Footwear Prices Were Up 0.4% in January as FDRA Predicts Inflation to Slow

Price growth slowed in January as inflation shows more signs of waning.

Consumer prices rose by 6.4% in January compared to last year, according to a Tuesday report from the U.S. Bureau of Labor Statistics. This marks the smallest 12-month increase since the period ending in October 2021 and a slowdown from December’s 6.5% and November’s 7.1% year-over-year growth. Compared to December 2022, prices in January rose 0.5%.

Excluding volatile food and energy costs, the Core CPI rose 0.4% from December and 5.6% from the same month in 2021.

Footwear retail price increases also slowed in January, and were up 0.4% compared to last January, the slowest growth in 22 months. Compared to last year, men’s footwear was up 0.5%, women’s was up 0.1% and kid’s was up 0.9%.

According to the Footwear Distributors and Retailers of America, inflation will likely continue to slow in the coming months as inventory exceeds demand in the footwear market. In 2022, full-year footwear prices rose 4.6% at the fastest rate in four decades.

American Apparel and  Footwear Association president and CEO Steve Lamar said certain tariffs are partly to blame for persisting inflation.

“Month after month we keep seeing evidence that ineffective Section 301 tariffs are baked into the prices that Americans pay to get dressed,” Lamar said in a statement. “It’s time to recognize that the only thing these tariffs will affect is how far Americans can stretch their dollar.”

Online prices in January also slowed, dropping 1% year over year, according to recent data from Adobe. This marked the fifth consecutive month of year-over-year price decreases.

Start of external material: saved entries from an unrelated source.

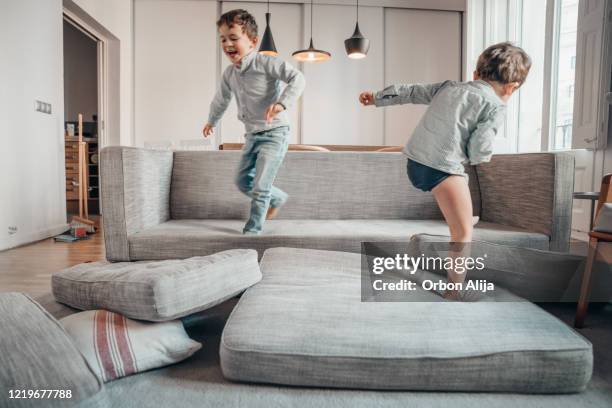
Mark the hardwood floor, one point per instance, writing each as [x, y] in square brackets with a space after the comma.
[28, 268]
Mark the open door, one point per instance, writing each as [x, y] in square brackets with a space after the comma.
[82, 83]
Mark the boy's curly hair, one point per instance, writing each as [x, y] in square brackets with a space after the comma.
[242, 18]
[504, 63]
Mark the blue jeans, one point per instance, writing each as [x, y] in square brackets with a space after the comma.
[262, 156]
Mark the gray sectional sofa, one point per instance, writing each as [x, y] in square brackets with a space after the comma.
[164, 204]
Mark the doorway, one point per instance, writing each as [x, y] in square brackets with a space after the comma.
[82, 96]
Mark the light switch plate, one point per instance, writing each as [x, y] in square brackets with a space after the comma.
[43, 107]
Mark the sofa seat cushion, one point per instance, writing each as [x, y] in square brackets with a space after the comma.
[187, 238]
[158, 291]
[305, 324]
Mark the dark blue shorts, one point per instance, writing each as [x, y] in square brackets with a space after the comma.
[424, 177]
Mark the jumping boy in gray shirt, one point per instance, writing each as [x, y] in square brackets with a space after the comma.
[459, 127]
[254, 80]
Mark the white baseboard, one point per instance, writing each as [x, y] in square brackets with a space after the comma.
[29, 237]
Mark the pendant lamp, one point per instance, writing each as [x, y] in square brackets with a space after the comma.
[267, 46]
[311, 54]
[357, 46]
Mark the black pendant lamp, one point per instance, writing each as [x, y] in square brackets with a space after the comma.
[267, 46]
[357, 46]
[311, 54]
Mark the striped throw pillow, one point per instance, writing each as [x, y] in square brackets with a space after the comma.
[115, 346]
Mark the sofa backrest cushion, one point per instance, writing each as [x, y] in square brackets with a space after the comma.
[532, 191]
[321, 185]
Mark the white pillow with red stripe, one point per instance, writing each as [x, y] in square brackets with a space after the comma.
[115, 346]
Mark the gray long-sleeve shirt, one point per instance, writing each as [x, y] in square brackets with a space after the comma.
[458, 127]
[256, 86]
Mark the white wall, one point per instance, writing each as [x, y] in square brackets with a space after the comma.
[32, 190]
[332, 113]
[175, 66]
[423, 46]
[178, 64]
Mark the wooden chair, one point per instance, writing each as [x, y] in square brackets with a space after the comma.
[605, 196]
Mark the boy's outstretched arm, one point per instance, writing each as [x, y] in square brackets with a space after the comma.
[480, 145]
[219, 104]
[412, 93]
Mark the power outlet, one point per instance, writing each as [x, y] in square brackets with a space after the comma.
[43, 107]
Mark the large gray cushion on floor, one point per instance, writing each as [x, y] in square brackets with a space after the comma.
[305, 324]
[158, 291]
[37, 354]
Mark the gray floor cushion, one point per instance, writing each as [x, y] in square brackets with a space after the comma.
[304, 324]
[158, 291]
[37, 354]
[186, 238]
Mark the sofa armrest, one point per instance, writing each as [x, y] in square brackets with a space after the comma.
[530, 191]
[135, 194]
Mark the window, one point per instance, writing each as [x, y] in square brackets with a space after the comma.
[540, 116]
[563, 75]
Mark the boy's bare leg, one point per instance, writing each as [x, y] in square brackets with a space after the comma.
[455, 202]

However, prices were up 1.7% from December, a month filled with large holiday discounts across multiple categories.

As inflation persists, the job market has stayed tight as wages increase across various industries. Meanwhile, in an effort to curb spending and rising prices, the Federal Reserve has implemented a series of interest rate hikes in recent months. In December, it raised rates another half a percentage point, marking the highest level in 15 years.

While these rate hikes are aiming to ease spending and cool inflation, they could potentially increase the chances of a recession in 2023 as well, the National Retail Federation’s chief economist Jack Kleinhenz said in a January report. However, he added this month that the economy appears “more resilient than expected” and that the U.S. economy will likely be able to avoid a recession — and even potentially see growth — in 2023.